This is tangental to the thread of discussion here, but this is one of my favorite things about games that have rolls when there's stakes that have specified tiers of outcomes. Not only do you get to be delighted by the direction the players decide to go when posed with situations (the sort of thing that can happen in any game), but the dice themselves careen you off places. It's a delightful thing.
 

Thinking about how I can stop rolling the d20. The Evasion math seems pretty easy to turn into a "roll under" Evasion roll, I can simply say "add +whatever" to meet or beat their evasion, and then I can encourage the players to say how they try to evade before rolling the dice. I miss that sort of "say how you try to avoid the bad" that PBTAs demand before a dice roll happens.

I tried this last night and while there was a little confusion as we all got the math around right it was definitely more cinematic and let the narrative of the combat flow (plus led to smoother spotlight transitions). I may start giving them advantage off a “critical evade” / natural 1 when they say how they take advantage…
 

I tried this last night and while there was a little confusion as we all got the math around right it was definitely more cinematic and let the narrative of the combat flow (plus led to smoother spotlight transitions). I may start giving them advantage off a “critical evade” / natural 1 when they say how they take advantage…
I am legitimately curious what makes the players doing all the rolling "more cinematic" or allows the narrative of the combat to flow better.
 

Different strokes and all. Getting an unexpected and consequential result is a significant part of the fun for me, as both a player and a GM, so games that don't allow me that pleasure are not something I am interested in.
Most games where the dm doesn’t roll have the players make all rolls.

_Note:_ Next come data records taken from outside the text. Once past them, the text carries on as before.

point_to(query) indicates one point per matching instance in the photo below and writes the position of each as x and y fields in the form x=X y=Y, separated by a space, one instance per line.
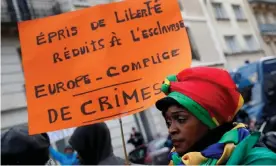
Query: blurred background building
x=222 y=33
x=265 y=13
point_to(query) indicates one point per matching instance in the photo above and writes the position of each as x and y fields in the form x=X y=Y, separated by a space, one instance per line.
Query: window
x=231 y=44
x=219 y=11
x=250 y=42
x=238 y=12
x=195 y=54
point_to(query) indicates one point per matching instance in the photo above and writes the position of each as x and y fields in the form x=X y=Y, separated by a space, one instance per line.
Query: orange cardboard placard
x=100 y=63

So a roll randomized still happens it’s just the player rolling instead of the gm.

So the player rolls to defend rather than having the gm roll to attack. In my experience it keeps the players invested.
 

I am legitimately curious what makes the players doing all the rolling "more cinematic" or allows the narrative of the combat to flow better.

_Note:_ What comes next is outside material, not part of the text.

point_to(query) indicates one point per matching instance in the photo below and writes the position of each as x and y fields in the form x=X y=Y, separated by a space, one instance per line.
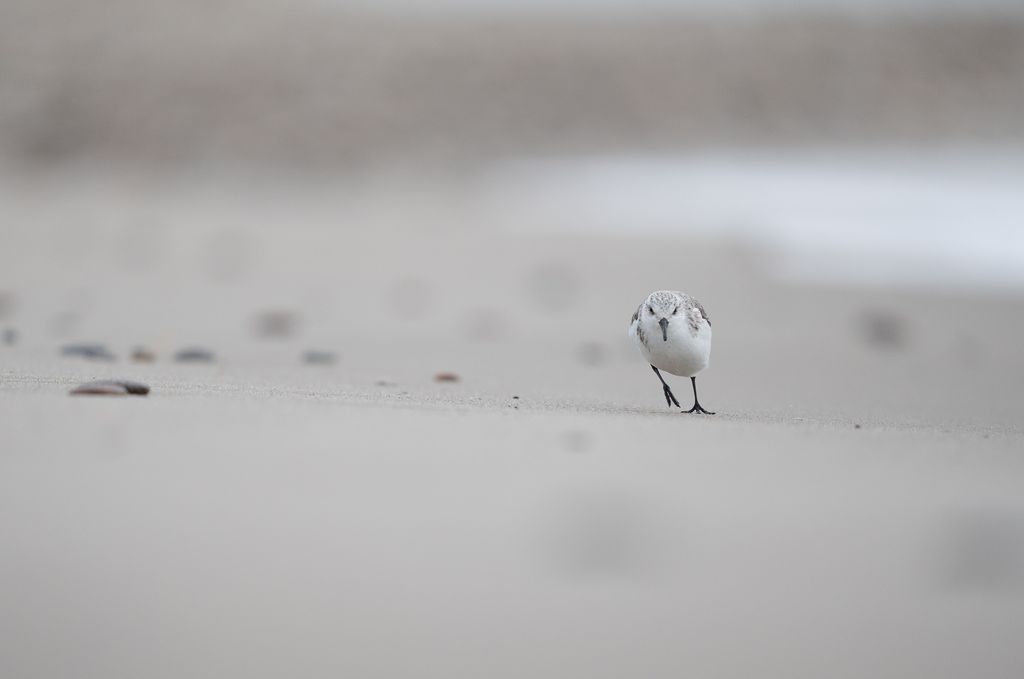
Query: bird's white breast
x=686 y=352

Conversational flow and having the player say how they defend themselves.

I say "Balhorn, the elf gestures in your direction and a crackling bolt of sickly green energy flies towards you, how do you try to evade?" "oh, I try to throw myself to the side, like a barrel roll...and that's a 20 so not so much" "yeah, I think you misjudge the strange wavering flight of it and it smacks right into your chest, your nerve endings flare with incredible agony - 63 damage."

Or, "Grywyn, as you're ground fighting with the cultist you see him whip his wicked dagger around to try and drive into your side, how do you evade?" "Oh, easy, I just roll with the momentum so it's going to strike the ground instead...and, 7 so I do!" "yeah! it hits the ground with a 'ting' as you roll away, and you have an opening to strike back - what do you do?"

I should note that as usual DH is waking the line here, in a PBTA things flow even faster because we're doing the entire player + opponent's action with a single roll instead of the back and forth.
 

I have GMed a full session without touching the dice, but that was because no combat occurred. It was still a tense, fun session, as the party was escaping to the woods to dodge a bounty hunter and his cadre of trained animals.

But this is why I'm not looking to modify rules to go completely diceless ... I also want to roll the shiny dice, I have to roll them for damage anyway ... and those d20s will get complacent and out of shape if I don't roll them occasionally.